The Israel Defense Forces on Friday notified the families of three suspected Palestinian terrorists of its intention to demolish their homes.
The army said it gave notice to the families of Mahmoud Atuna, Walid Hanatsheh and Yasan Majamas.
The imprisoned Atuna is a suspected member of a cell behind the stabbing murder of 18-year-old off-duty IDF soldier Dvir Sorek in the West Bank in August.
Hanatsheh and Majamas, also jailed, are suspected members of the cell that carried out a bombing at a natural spring near the Dolev settlement in the West Bank, killing 17-year-old Rina Shnerb and seriously injuring her father and brother.
Military sources said demolitions of the homes of other members of that cell were under consideration.
The army also said it warned the family of Ahmad Konba, a member of the cell behind a shooting attack that killed Raziel Shevach outside Nablus in 2018, that it would once again tear down construction work at the family home after they began rebuilding it following its first demolition.
The army’s policy is not to allow demolished homes to be rebuilt, and it has carried out repeated demolition work when such attempts are made.
Demolitions are a controversial policy that the IDF says helps deter future terror attacks.
Shnerb, 17, was killed by the bomb at a natural spring near the Dolev settlement that she was visiting with her father, Rabbi Eitan Shnerb, and her brother, Dvir, both of whom were seriously wounded.
According to the Shin Bet security service, the explosive was planted at the site and triggered remotely by a cell belonging to the Popular Front for the Liberation of Palestine terror group, led by Samer Mina Salim Arbid, who was arrested shortly after the attack.

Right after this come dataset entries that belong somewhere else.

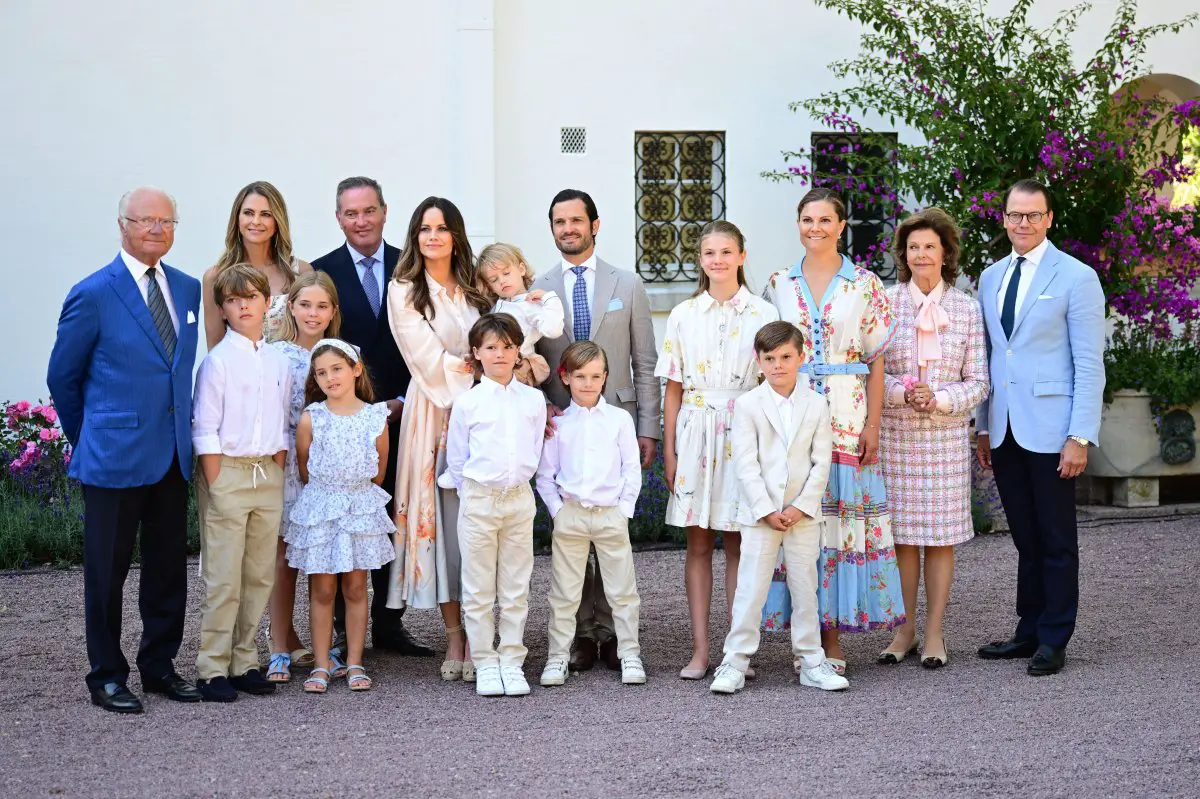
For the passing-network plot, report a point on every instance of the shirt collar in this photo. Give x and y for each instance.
(739, 301)
(357, 257)
(847, 270)
(1035, 256)
(589, 264)
(241, 342)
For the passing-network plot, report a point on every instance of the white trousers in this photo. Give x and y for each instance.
(496, 541)
(760, 551)
(576, 528)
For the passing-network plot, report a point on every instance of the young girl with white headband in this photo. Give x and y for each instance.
(340, 523)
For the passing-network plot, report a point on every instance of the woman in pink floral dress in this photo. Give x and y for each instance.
(707, 359)
(845, 335)
(936, 372)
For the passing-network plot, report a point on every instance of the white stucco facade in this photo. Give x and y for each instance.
(462, 98)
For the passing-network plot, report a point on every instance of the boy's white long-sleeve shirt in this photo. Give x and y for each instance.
(592, 458)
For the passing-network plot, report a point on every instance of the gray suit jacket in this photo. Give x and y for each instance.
(621, 324)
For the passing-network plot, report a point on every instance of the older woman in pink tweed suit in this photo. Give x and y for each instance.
(936, 373)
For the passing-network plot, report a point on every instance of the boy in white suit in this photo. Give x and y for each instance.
(783, 445)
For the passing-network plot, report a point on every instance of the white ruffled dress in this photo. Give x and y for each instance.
(340, 522)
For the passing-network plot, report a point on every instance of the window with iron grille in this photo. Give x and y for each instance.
(840, 161)
(679, 180)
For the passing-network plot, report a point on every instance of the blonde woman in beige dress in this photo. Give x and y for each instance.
(432, 304)
(257, 234)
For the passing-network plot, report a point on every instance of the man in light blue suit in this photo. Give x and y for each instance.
(121, 379)
(1044, 312)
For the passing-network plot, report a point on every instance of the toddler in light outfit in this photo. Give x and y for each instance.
(503, 274)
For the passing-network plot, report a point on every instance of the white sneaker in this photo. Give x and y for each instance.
(631, 671)
(727, 680)
(556, 672)
(823, 677)
(514, 680)
(487, 680)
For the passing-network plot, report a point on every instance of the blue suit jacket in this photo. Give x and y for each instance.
(1048, 379)
(124, 406)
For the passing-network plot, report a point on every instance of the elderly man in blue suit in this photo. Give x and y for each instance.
(121, 378)
(1044, 312)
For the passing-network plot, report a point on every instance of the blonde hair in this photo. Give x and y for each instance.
(499, 254)
(281, 242)
(288, 329)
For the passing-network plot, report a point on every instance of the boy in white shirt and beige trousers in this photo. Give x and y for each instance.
(589, 479)
(783, 446)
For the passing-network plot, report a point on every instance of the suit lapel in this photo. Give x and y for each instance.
(127, 290)
(1047, 271)
(606, 283)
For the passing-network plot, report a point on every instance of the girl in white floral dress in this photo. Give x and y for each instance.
(707, 359)
(311, 314)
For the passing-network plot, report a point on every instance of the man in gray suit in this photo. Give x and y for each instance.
(609, 306)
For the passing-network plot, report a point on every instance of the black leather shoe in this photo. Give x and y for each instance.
(252, 682)
(399, 641)
(609, 655)
(1047, 660)
(216, 690)
(173, 686)
(115, 697)
(583, 655)
(1008, 649)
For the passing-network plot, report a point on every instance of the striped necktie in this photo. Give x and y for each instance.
(159, 312)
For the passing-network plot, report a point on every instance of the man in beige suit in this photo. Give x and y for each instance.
(783, 445)
(609, 306)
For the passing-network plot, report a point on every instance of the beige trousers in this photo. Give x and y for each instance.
(496, 541)
(239, 535)
(577, 528)
(760, 551)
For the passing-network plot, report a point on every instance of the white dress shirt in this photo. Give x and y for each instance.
(376, 268)
(593, 460)
(138, 270)
(589, 284)
(243, 391)
(1032, 258)
(496, 434)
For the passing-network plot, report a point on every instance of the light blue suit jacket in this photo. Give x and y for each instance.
(1048, 379)
(125, 407)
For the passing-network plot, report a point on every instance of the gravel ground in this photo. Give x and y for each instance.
(1121, 720)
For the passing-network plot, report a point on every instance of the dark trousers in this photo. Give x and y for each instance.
(381, 613)
(1041, 509)
(112, 517)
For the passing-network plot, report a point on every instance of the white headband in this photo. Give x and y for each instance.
(337, 343)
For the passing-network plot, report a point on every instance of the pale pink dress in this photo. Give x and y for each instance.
(426, 570)
(927, 457)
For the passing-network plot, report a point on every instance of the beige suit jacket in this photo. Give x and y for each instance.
(777, 467)
(622, 325)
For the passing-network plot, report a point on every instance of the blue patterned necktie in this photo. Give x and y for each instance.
(160, 313)
(370, 284)
(1008, 311)
(581, 314)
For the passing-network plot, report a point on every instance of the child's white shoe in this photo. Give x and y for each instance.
(727, 680)
(514, 680)
(631, 671)
(556, 672)
(823, 677)
(489, 682)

During its investigation, the Shin Bet, working with the Israel Defense Forces and Israel Police, uncovered a large network of PFLP operatives, who also allegedly conducted shooting attacks against Israeli targets “and were planning to carry out other significant terror attacks in the near future,” the security service said. It announced in December that it had arrested some 50 members of the network in recent months.
Sorek was found stabbed to death in August outside the settlement of Migdal Oz, where he was studying in a religious seminary. His alleged killers, cousins Nasir and Qasseem al-Asafra, later told investigators they murdered him due to “the suffering of the Palestinian people” and “the situation at Al-Aqsa [Mosque].”
Judah Ari Gross contributed to this report.